Und so startete am Freitag um 9 Uhr in Emden ein Konvoi mit 25 Fahrzeugen. Über Cloppenburg, Nienburg, Celle und Gifhorn ging es Richtung Osten. Der Name der Aktion: „17.04.2026 Generalstreik – Von Emden nach Berlin mit 50 km/h“. Das langsame Tempo ist wichtig und das zentrale Signal, mehr erlauben die aktuellen Preise nicht mehr. Sebastian Bormann, Landschaftsgärtner aus Emden, hat die Aktion angemeldet und über soziale Netzwerke organisiert.
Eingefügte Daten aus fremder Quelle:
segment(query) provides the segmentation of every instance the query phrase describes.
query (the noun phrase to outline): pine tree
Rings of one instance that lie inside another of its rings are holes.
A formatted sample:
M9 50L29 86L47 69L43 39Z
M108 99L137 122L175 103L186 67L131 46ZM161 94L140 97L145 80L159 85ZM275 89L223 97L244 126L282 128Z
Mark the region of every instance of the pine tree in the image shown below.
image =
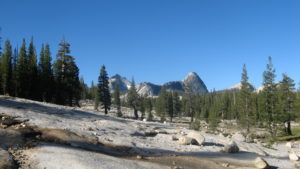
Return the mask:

Zu seinen Gründen sagt er, dass die „ganzen Kosten einfach immens hoch“ seien: „Und da platzt uns als Bürgern natürlich irgendwann die Hutschnur.“
Ein Unterschied zu Irland fällt allerdings ins Auge: Dem Veranstalter wurde von den Behörden untersagt, Autobahnen zu nutzen. Und man hielt sich dran. Es ging also mit 50 Kilometern pro Stunde über Bundesstraßen. Insofern bleibt dieser „Generalstreik“ eher auf einer symbolischen Ebene bei minimalem Widerstandspotential. Nichts desto weniger ist das ein Anfang in der Rebellions-Einöde Deutschland.